Multinational corporations have predominantly been attracted to flexible workspace by the ability it affords them to align with innovation, attract and retain talent, and to use these spaces to offer something different to staff. The flexibility offered, which in turn leads to cost savings – on average around 25% – is also an attraction.
These changes are nothing new – Servcorp, for example, have always had over 50% of their centres occupied by multinational corporations, outside of their home market, for branch offices and project teams, though the size of these is typically under 10 desks.

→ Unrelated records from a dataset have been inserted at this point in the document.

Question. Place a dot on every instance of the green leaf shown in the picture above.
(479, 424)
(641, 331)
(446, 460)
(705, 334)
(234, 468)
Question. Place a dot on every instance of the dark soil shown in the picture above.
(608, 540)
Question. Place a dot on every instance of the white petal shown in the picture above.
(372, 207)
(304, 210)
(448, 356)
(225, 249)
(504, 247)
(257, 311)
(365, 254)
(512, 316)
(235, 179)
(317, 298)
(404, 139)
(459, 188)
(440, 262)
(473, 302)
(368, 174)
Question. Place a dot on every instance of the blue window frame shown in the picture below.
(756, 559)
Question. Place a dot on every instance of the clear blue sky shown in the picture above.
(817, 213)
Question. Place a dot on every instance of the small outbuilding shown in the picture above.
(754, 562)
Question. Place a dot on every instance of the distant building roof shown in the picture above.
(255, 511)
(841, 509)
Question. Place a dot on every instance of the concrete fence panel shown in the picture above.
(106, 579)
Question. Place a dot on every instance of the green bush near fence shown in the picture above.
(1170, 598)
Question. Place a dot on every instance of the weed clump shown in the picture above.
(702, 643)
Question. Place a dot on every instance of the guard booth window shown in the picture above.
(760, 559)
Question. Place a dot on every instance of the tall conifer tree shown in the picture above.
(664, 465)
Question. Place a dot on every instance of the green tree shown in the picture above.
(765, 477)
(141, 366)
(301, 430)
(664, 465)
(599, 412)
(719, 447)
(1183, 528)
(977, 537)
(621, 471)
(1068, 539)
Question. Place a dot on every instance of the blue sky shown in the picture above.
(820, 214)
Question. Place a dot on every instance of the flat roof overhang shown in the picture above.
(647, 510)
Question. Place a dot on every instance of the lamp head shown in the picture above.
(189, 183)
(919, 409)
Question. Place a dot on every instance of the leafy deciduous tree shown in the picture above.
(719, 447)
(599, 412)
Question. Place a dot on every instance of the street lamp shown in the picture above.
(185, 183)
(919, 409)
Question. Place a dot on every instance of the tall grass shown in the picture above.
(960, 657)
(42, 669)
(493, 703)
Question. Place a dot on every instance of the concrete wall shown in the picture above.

In all markets, traditional serviced offices have always been used for branch offices and project teams. However, the new breed of flexible workspace appeals to a wider cross-section of the market and we have seen instances of companies housing their whole operations within flexible workspace – an example of this would be Silicon Valley Bank using WeWork in several of their US markets.
In the short term, we expect more multinational corporations to place specific departments within flexible workspace – digital, innovation and technology teams would be most likely to move into these spaces, case in point being HSBC’s decision to take over 400 desks for their digital team in WeWork’s Tower 535 in Hong Kong, and EY similarly moving a team in Sydney to a coworking space. However, in the medium to long term we expect larger, mid-office teams to start moving to flexible workspace in order to unlock flexibility between core space and flexible space, achieve cost savings, and create more collaborative work environments.